ANTONIO ERMÍRIO DE MORAES

Permita-me, caro leitor, iniciar o tratamento de um assunto sério de maneira jocosa. Consta que, para aliviar a superlotação de um manicômio do Estado, os médicos decidiram testar os doentes em grupos de três para saber quais deles poderiam ter alta.
A todos foi perguntado quanto era 2 + 2. O primeiro disse que era quarta-feira. Decepção total! O segundo disse que era 17. Que tristeza! Mas, o terceiro acertou.
Entretanto, os médicos, antes de liberarem o paciente, decidiram saber como ele chegou àquela conclusão. A resposta foi catastrófica: "Muito simples. Prestei atenção no que os outros disseram. Está na cara, quarta-feira menos 17 dá 4!" O manicômio continuou lotado.

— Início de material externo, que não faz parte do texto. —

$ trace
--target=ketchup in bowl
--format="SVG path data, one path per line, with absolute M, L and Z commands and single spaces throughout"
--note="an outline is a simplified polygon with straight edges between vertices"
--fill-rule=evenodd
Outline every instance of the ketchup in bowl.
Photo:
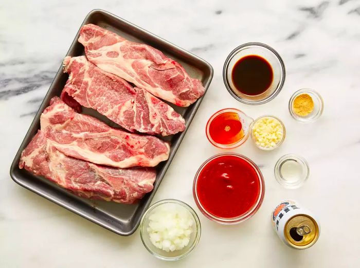
M 200 167 L 193 193 L 205 216 L 222 223 L 236 223 L 252 216 L 260 207 L 264 181 L 249 159 L 233 153 L 220 154 Z

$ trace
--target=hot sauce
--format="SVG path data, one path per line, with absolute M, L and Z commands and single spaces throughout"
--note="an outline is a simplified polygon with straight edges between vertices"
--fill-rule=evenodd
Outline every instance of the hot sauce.
M 237 142 L 244 135 L 239 115 L 233 112 L 219 114 L 210 123 L 209 134 L 219 144 L 229 145 Z
M 260 198 L 260 183 L 259 174 L 249 162 L 224 155 L 203 168 L 195 190 L 199 202 L 208 212 L 228 219 L 241 216 L 254 207 Z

Essa anedota me veio à mente ao ler num estudo do Ipea/ONU a reafirmação de que as moléstias mentais são o primeiro item de dispêndio público e a segunda causa de internação nos hospitais do Brasil (Relatório sobre o Desenvolvimento Humano, 1996).
Isso é muito estranho, pois as doenças cardíacas, que matam cerca de 240 mil pessoas por ano (30% do total de óbitos), vêm em terceiro lugar.
Tratei desse assunto nesta mesma coluna em 20/3/94. De acordo com o Ministério da Saúde, naquela época os gastos com psiquiatria já estavam disparados na frente, num país onde as crianças são vítimas de infecções intestinais e outras doenças corriqueiras.
Tudo isso é bastante estranho. Deve haver muito mais coisas voando nos céus do Brasil além de pássaros, aeronaves e fantasmas...
Respeito muito a ciência e os profissionais da psiquiatria. Mas o código civil classifica os doentes mentais como incapazes, o que os impede de testemunhar em apurações de eventuais irregularidades no seu tratamento e internação. Doença mental como principal item de despesa... ora essa!
Será que um mero aumento de impostos é capaz de corrigir essa inversão de prioridades? Penso que não. O Brasil está cheio de exemplos de problemas que foram agravados depois da elevação de tributos.
Vejam o caso da Lei Calmon, cujos propósitos sociais são indiscutíveis. Pois bem, foi só elevar os recursos da educação para 25% sobre o total de tributos pagos para a sonegação aumentar -o que fez encolher os recursos que chegam às escolas.
Nossos governantes têm de entender que a redução de alíquotas e a diminuição do número de impostos é o passaporte para ampliar a base dos que pagam e aumentar o montante do que se arrecada.
Num momento em que o Congresso Nacional se prepara para aprovar a reforma tributária -finalmente!- não há por que gastar tempo na análise de contribuições isoladas como a CPMF.
Depois de esperar tanto tempo convém, agora, aguardar a nova estrutura tributária. Afinal, os parlamentares foram convocados extraordinariamente para tal fim e, tenho certeza, saberão cumprir com suas obrigações. O bom senso recomenda não colocar o carro na frente dos bois.